The latest such leak appeared March 28 on Foreign Policy magazine’s website, claiming that Israel had been granted secret access to airbases in Azerbaijan near Iran’s northern border. The piece was sourced to senior U.S. diplomats and military-intelligence officers.
In Washington the article was referred to in a conference call on March 30 between leaders of the American Jewish community and Deputy National Security Adviser Denis McDonough, according to notes of the call provided by a participant in the meeting. The first question McDonough was asked during the meeting was whether the Foreign Policy story was leaked to “undercut Israel.”
McDonough told the Jewish leaders that he personally abhors leaks and that he did not know the sources for the article. He also said he wouldn’t—or couldn’t—confirm the report. “The policy is to press the Iranians, not the Israelis,” McDonough said, according to the notes.
The Foreign Policy piece was written by Mark Perry, a journalist and author who specializes in intelligence and military matters. He has reported a series of exclusives about the U.S.-Israel relationship, including a piece this year that claimed Israeli Mossad officers were posing as CIA officers to recruit Iranian opposition figures for operations in Iran. The Daily Beast was not able to confirm the report.
Perry has provided counsel to the Palestinian side of the Arab-Israeli conflict. Between 1989 and 2004, he served as an unofficial and unpaid adviser to Yassir Arafat. After that he became the codirector of Conflicts Forum, a nongovernmental organization that specializes in bringing journalists and policymakers into contact with groups throughout the Middle East and South Asia that have been designated by the State Department as foreign terrorist organizations, such as Hezbollah. In 2009 he left that group after his codirector Alastair Crooke, a retired British MI6 officer, wrote an op-ed questioning whether the Iranian regime had really killed Neda, the iconic Iranian woman protester whose death was captured on YouTube.
Perry denied his recent article had an Obama-administration connection. “I’m not on the White House speed dial,” Perry told The Daily Beast. “I have no reason to believe that this story was intentionally planted with me.

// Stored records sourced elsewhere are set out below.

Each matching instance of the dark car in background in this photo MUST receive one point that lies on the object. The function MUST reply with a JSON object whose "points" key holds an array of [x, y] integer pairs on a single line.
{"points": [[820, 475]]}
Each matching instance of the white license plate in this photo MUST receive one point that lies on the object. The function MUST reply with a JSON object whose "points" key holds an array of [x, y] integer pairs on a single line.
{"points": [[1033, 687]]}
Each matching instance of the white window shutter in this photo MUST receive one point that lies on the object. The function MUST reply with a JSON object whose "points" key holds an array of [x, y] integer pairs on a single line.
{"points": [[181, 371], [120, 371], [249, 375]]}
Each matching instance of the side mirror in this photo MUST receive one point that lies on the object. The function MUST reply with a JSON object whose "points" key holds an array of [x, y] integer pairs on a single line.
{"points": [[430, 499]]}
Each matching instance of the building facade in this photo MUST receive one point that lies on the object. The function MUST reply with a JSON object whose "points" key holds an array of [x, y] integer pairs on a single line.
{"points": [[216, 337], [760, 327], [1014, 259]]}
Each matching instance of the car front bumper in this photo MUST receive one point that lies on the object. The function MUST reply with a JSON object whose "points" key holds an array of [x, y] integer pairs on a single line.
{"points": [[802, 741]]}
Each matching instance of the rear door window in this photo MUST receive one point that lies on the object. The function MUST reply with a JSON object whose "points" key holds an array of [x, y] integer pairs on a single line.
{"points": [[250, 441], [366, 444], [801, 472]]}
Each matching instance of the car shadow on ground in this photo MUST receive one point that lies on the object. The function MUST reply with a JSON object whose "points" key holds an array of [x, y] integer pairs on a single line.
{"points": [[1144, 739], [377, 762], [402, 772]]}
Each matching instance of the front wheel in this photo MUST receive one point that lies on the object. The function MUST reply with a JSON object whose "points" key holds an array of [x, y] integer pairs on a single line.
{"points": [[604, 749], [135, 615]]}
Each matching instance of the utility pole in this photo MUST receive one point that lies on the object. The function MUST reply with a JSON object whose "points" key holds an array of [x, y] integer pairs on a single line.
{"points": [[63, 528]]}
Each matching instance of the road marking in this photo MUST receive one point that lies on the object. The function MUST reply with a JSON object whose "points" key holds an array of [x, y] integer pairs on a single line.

I followed up an initial report and built up the information over a series of months.”
Leaks from both the Israeli and U.S. defense and intelligence communities have been a treasure trove in the last year for national-security reporters. The Daily Beast, for example, in November reported details of Israel’s electronic war capabilities against Iran.
But the latest report comes after last month’s state visit to Washington by Israeli Prime Minister Benjamin Netanyahu. Both U.S. and Israeli officials have characterized those meetings as successful. In their wake, Israel has, for example, started sharing more of its military-planning data with the United States. And President Obama pleased Israel by declaring that it is U.S. policy to prevent Iran from obtaining nuclear weapons, not to contain an Iran that has obtained such weapons.
“The administration has been unequivocal about Israel’s right to defend itself and the United States has done more to bolster Israel’s defense through the foreign military financing of $3 billion a year and done more than any country in the world,” a senior administration official said.
At the same time, it’s no secret that Obama and his top advisers are also seeking to dissuade Israel from launching an airstrike on Iranian nuclear facilities. On Monday, Secretary of State Hillary Clinton reiterated this theme. “It’s our very strong belief, as President Obama conveyed to the Israelis, that it is not in anyone’s interest for them to take unilateral action,” Clinton said. “It is in everyone’s interest for us to seriously pursue at this time the diplomatic path.”